Le concret et non le vécu

Si l’expérience a besoin de se faire dans la réalité et non dans la sphère des pensées uniquement, elle a davantage besoin de concret que de vécu. Une expérience scientifique ne se vit pas comme une expérience de vie, un premier baiser n’est pas comparable à des essais en éprouvette, c’est bien la preuve que non, toute expérience ne se réduit pas au vécu, ce serait même une faute de langage que de parler ainsi. On ne vit pas une expérience scientifique, on la concrétise, on la fait. Lorsque Hume déclare qu’il voit chaque matin le soleil se lever, il ne vit pas à proprement parler le lever du soleil, il en fait simplement l’expérience, on voit donc là que les deux termes, en épistémologie, ne sont pas équivalents.

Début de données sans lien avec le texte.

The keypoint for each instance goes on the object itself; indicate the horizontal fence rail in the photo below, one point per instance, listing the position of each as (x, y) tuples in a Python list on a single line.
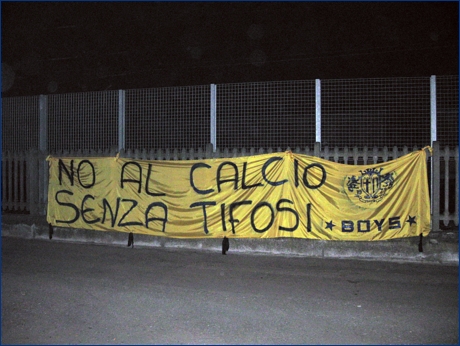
[(24, 174), (374, 112)]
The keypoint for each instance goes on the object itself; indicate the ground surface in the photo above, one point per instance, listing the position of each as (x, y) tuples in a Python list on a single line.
[(56, 292)]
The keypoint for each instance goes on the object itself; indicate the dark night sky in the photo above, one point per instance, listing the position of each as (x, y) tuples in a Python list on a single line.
[(60, 47)]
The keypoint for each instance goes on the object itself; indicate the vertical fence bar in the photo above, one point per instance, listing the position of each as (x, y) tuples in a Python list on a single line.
[(121, 119), (213, 115), (318, 111), (456, 186), (446, 186), (432, 127), (436, 186)]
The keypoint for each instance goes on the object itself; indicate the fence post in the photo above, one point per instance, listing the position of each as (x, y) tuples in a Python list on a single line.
[(121, 119), (436, 185), (42, 167), (213, 115), (318, 111), (433, 128), (32, 182)]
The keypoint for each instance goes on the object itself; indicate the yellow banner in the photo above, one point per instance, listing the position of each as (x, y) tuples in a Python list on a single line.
[(263, 196)]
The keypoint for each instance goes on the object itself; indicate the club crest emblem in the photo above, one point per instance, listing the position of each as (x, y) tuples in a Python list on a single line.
[(371, 186)]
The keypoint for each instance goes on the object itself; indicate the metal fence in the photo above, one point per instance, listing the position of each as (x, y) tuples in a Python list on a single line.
[(410, 112)]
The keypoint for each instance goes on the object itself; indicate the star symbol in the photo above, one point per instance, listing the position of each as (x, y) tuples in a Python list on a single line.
[(329, 225), (411, 220)]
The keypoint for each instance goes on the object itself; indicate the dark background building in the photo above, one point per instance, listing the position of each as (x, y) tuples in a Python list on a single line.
[(60, 47)]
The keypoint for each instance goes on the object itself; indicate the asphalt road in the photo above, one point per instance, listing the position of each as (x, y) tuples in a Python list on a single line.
[(62, 293)]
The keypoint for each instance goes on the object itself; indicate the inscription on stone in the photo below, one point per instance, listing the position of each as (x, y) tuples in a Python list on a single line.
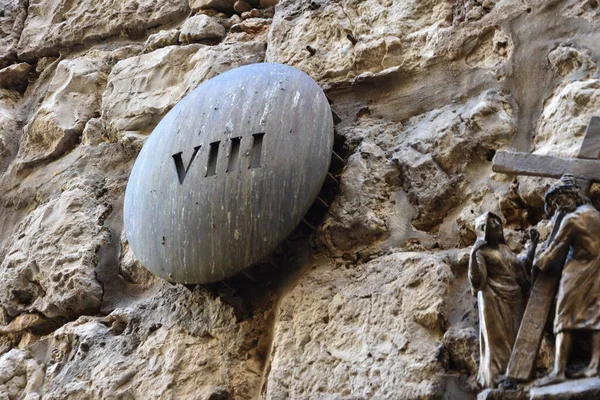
[(228, 173)]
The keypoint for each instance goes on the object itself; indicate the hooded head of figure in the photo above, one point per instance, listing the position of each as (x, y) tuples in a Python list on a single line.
[(566, 196), (489, 228)]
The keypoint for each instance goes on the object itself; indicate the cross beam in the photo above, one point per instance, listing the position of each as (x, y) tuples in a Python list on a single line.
[(546, 166), (586, 167)]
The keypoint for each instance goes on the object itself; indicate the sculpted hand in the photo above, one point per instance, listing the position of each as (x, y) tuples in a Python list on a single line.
[(478, 245)]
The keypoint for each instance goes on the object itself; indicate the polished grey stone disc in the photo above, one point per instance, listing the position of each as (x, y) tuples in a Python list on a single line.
[(228, 173)]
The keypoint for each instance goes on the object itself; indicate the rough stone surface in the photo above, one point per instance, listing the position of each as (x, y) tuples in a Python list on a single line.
[(425, 91), (201, 27), (164, 76), (11, 25), (221, 5), (14, 77), (367, 340), (50, 28), (73, 97), (575, 390), (162, 39)]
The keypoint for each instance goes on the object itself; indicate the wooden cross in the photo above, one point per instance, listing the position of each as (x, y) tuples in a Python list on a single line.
[(586, 167)]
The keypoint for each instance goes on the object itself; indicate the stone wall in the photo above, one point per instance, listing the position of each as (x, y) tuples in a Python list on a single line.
[(375, 303)]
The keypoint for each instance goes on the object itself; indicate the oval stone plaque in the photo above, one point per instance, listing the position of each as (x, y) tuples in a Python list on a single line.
[(228, 173)]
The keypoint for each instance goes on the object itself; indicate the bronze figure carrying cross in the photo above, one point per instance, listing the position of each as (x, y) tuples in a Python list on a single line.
[(585, 168)]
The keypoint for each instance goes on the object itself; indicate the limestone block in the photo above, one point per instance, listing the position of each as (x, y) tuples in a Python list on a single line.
[(201, 27), (161, 39), (241, 6), (174, 344), (49, 269), (73, 97), (10, 130), (142, 89), (15, 77), (574, 389), (12, 21), (50, 27), (359, 324), (373, 36), (221, 5), (566, 116), (20, 375)]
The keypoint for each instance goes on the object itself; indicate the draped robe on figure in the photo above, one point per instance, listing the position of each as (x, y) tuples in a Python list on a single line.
[(578, 300), (500, 277)]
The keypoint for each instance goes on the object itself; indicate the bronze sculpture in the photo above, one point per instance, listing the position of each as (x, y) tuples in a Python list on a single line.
[(499, 277), (578, 301)]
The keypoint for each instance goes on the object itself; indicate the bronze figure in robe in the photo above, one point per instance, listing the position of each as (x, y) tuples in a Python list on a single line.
[(499, 278), (578, 300)]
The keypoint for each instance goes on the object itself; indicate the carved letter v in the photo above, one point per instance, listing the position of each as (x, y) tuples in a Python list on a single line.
[(181, 170)]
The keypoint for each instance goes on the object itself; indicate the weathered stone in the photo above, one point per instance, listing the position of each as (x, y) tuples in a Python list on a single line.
[(463, 349), (12, 21), (50, 268), (222, 5), (10, 129), (258, 139), (359, 324), (201, 27), (241, 6), (20, 376), (248, 30), (73, 97), (162, 39), (14, 77), (164, 76), (582, 389), (156, 349), (383, 38), (48, 28)]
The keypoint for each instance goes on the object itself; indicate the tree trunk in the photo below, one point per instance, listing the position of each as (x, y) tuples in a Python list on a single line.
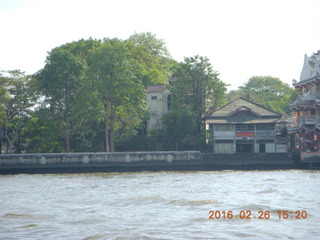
[(113, 113), (107, 134), (68, 137)]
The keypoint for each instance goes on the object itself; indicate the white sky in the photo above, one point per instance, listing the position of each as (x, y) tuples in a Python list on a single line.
[(242, 38)]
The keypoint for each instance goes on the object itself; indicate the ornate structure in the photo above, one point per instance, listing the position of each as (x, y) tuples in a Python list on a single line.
[(159, 102), (243, 126), (304, 128)]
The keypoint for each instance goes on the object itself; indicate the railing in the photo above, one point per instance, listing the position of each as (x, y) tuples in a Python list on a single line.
[(296, 123)]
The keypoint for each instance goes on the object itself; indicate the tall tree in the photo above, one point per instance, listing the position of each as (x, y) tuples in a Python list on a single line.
[(16, 101), (268, 91), (154, 59), (197, 85), (59, 82), (114, 87), (179, 126)]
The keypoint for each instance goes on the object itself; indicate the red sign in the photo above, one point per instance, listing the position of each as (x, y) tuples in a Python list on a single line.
[(245, 134)]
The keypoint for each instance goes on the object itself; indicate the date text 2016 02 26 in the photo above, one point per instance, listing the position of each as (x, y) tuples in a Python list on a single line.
[(257, 215)]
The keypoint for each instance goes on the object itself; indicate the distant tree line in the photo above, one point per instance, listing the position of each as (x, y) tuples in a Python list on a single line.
[(91, 96)]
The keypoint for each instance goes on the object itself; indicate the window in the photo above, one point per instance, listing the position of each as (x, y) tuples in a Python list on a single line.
[(244, 127), (265, 126)]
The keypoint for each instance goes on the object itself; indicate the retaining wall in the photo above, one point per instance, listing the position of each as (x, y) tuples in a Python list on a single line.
[(140, 161)]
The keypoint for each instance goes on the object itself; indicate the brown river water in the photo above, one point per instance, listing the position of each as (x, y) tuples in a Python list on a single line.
[(161, 205)]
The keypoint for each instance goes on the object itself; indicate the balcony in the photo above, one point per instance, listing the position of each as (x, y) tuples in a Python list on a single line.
[(295, 124)]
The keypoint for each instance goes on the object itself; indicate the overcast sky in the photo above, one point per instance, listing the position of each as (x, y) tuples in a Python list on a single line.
[(242, 38)]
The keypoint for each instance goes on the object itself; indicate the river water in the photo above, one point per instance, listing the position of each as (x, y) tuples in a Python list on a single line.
[(161, 205)]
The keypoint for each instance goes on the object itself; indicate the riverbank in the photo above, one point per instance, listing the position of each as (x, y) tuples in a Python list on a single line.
[(142, 161)]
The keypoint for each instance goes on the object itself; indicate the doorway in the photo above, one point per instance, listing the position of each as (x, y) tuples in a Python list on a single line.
[(244, 148)]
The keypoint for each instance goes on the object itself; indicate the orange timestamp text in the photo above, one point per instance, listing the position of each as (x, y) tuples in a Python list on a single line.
[(257, 215)]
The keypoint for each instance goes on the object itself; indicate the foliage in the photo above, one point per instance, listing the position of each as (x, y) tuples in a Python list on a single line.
[(197, 86), (153, 57), (117, 94), (179, 127), (268, 91), (16, 101), (59, 82), (43, 134)]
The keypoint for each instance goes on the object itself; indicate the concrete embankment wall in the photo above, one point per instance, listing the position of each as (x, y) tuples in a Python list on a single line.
[(139, 161)]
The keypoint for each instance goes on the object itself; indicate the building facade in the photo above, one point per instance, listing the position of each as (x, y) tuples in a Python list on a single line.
[(304, 127), (159, 102), (243, 126)]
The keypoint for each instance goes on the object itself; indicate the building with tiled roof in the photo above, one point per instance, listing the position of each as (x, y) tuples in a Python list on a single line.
[(243, 126), (304, 128), (159, 101)]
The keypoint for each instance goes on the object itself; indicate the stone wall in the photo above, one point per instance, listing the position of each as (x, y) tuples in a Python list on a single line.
[(140, 161)]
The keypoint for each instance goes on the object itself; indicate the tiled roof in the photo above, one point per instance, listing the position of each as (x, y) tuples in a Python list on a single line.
[(252, 121), (156, 88), (243, 110)]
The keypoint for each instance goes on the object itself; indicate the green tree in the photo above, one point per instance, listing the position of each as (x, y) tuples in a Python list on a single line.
[(16, 101), (154, 59), (179, 126), (268, 91), (116, 92), (40, 133), (59, 81), (197, 86)]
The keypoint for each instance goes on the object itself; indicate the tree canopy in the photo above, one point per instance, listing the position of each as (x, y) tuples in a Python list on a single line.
[(268, 91)]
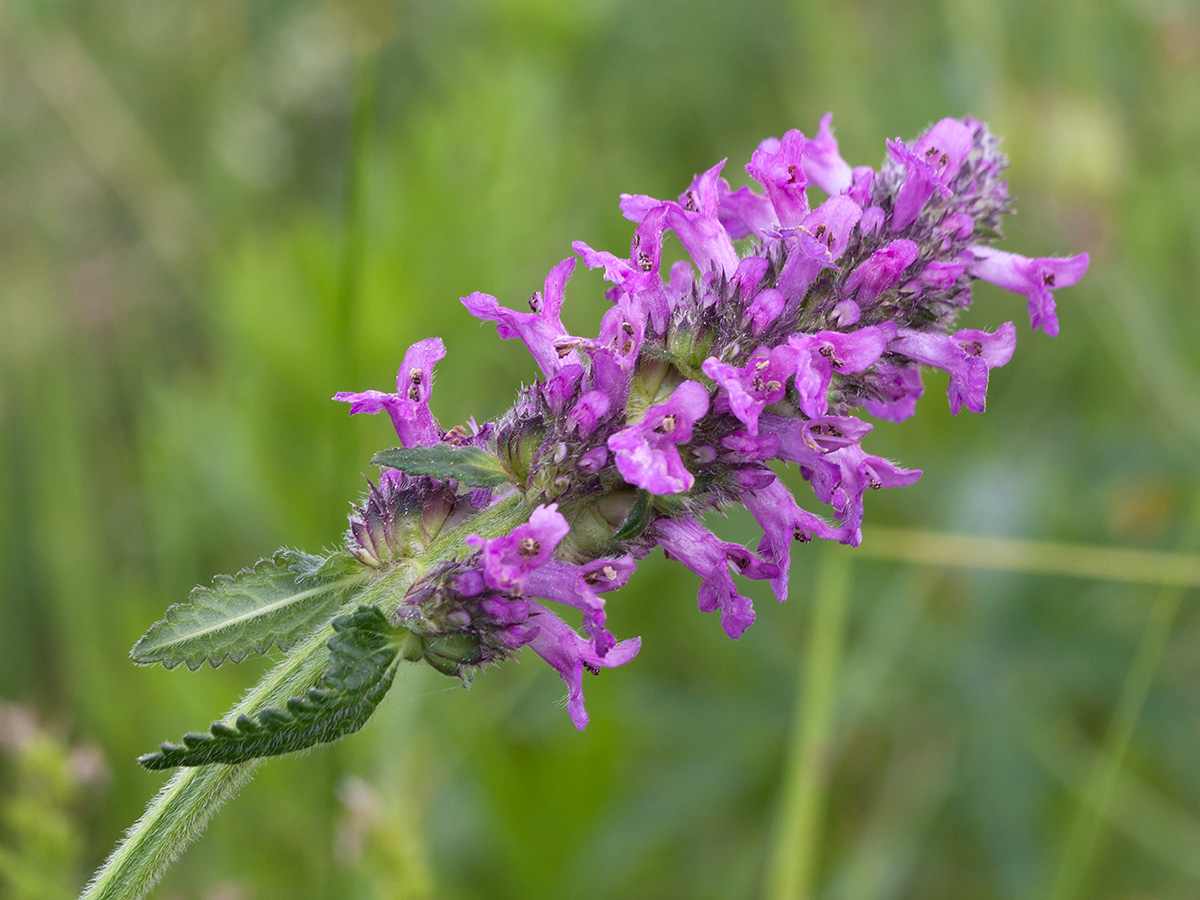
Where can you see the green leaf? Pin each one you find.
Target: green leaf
(363, 663)
(468, 466)
(274, 604)
(637, 519)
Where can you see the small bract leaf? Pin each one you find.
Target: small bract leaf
(274, 604)
(363, 661)
(468, 466)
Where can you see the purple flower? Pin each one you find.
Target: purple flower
(637, 276)
(1032, 277)
(778, 166)
(569, 654)
(647, 455)
(881, 271)
(822, 163)
(409, 406)
(591, 408)
(541, 328)
(817, 357)
(929, 167)
(580, 586)
(827, 312)
(819, 244)
(967, 355)
(898, 389)
(783, 521)
(695, 221)
(705, 553)
(507, 562)
(760, 383)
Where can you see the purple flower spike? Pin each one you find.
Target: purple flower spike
(541, 328)
(695, 220)
(637, 276)
(409, 406)
(967, 355)
(507, 562)
(1032, 277)
(569, 654)
(881, 271)
(929, 167)
(592, 407)
(846, 474)
(821, 240)
(783, 522)
(762, 382)
(826, 313)
(580, 586)
(743, 213)
(705, 553)
(821, 354)
(779, 167)
(822, 163)
(646, 454)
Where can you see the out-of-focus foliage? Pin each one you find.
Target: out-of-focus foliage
(195, 258)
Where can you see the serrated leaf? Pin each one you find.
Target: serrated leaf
(468, 466)
(274, 604)
(363, 661)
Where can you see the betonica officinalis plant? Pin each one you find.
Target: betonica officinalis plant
(790, 323)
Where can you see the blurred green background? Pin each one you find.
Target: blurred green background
(214, 216)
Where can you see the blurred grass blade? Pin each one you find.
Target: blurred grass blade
(1085, 831)
(965, 551)
(792, 865)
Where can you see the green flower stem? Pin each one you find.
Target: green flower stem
(180, 811)
(792, 867)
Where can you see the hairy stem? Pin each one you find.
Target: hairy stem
(180, 811)
(183, 808)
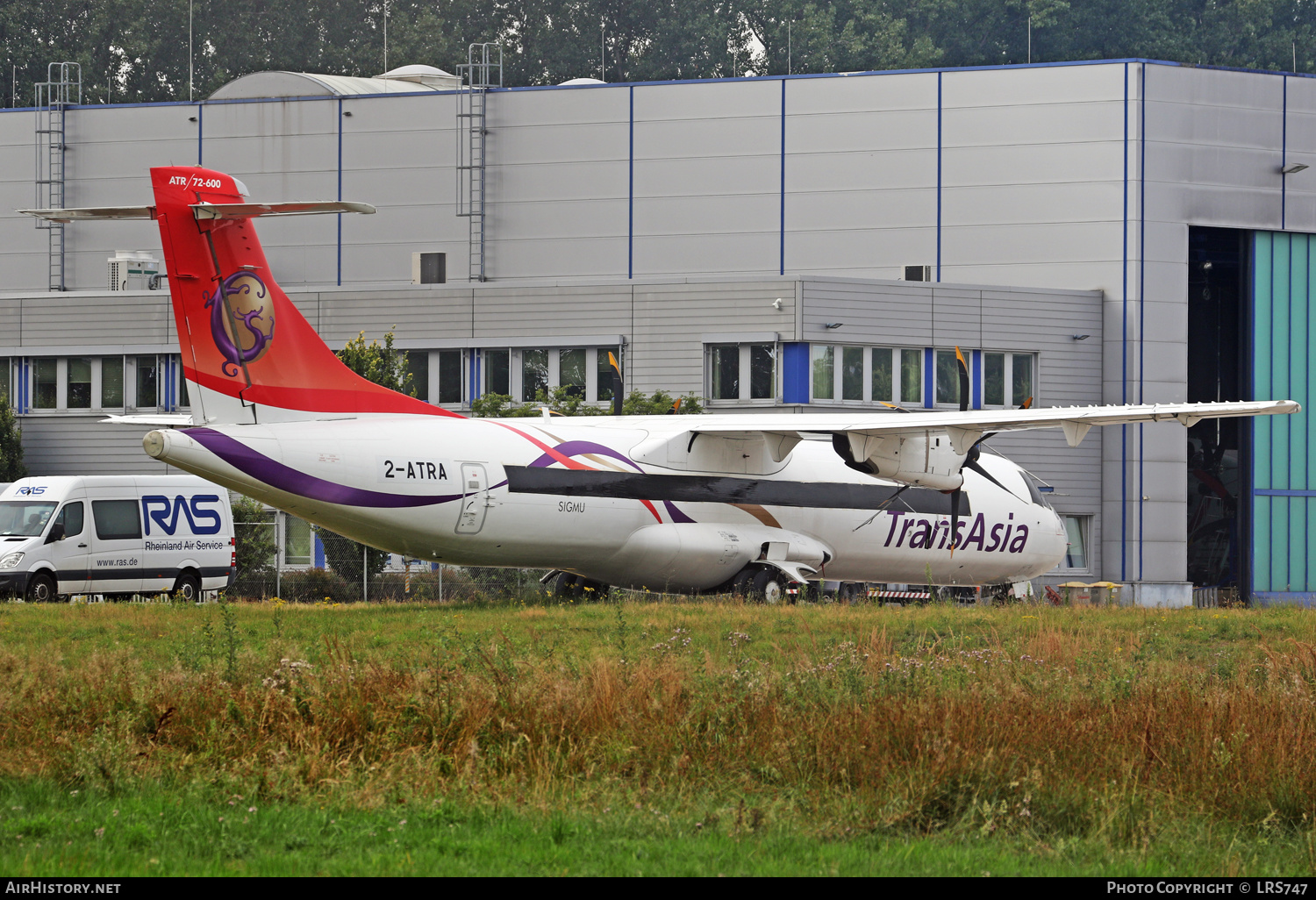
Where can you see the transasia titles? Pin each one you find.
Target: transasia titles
(924, 534)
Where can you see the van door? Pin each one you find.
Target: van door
(474, 499)
(116, 547)
(70, 554)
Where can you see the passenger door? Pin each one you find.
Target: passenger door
(474, 499)
(70, 554)
(116, 547)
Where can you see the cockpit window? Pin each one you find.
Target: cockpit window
(24, 518)
(1033, 494)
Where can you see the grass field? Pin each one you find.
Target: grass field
(684, 737)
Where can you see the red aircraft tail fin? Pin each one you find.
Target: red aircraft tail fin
(247, 353)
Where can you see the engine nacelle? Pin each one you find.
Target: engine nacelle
(695, 555)
(926, 460)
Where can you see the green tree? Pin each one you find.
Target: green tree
(253, 537)
(386, 366)
(11, 444)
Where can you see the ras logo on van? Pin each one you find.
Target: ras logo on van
(165, 512)
(245, 336)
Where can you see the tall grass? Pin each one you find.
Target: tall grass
(1023, 723)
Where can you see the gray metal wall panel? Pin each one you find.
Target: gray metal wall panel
(707, 178)
(79, 445)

Mais alors pourquoi cette question de la réduction de l’expérience au vécu ?


L’expérience contre la théorie, ou la nécessité de l’épreuve, d’où l’insistance sur le concret, le vécu.

L’expérience contre l’abstraction de la pensée

Finalement, insister autant sur le côté “vécu” de l’expérience ne servirait peut-être bien qu’à une chose : montrer à quel point expérience et démonstration sont différentes, la première étant dans le concret, dans la réalité des choses, leur concrétude, leur réalisme, leur empiricité, tandis que la seconde en est pure, totalement détachée, abstraite et loin des choses dans leur matérialité même. Alors, tout comme les phénoménologues le font, les empiristes le font aussi, et enferment ce qui n’est pas expérience dans le vide abstrait de la pensée, où l’existence n’est qu’idéelle et non concrète.

 

L’épreuve, le vécu au sens large.

Mais parler de vécu, c’est exagérer et extrapoler, il vaudrait mieux parler d’épreuve. Descartes, lorsqu’il dit « je pense, donc je suis », ne vit pas sa pensée, il l’éprouve concrètement. Il n’est pas extérieur à elle, comme un observateur serait extérieur à un phénomène qu’il observe. Mais il ne la vit pas totalement non plus, ce sans quoi il ne pourrait en parler. Il l’éprouve. Et finalement, dans tout type d’expérience, il y a de l’épreuve. Tandis que c’est seulement dans l’expérience de la vie (quand on parle d’un homme d’expérience, par exemple), que celle-ci se confond avec le vécu.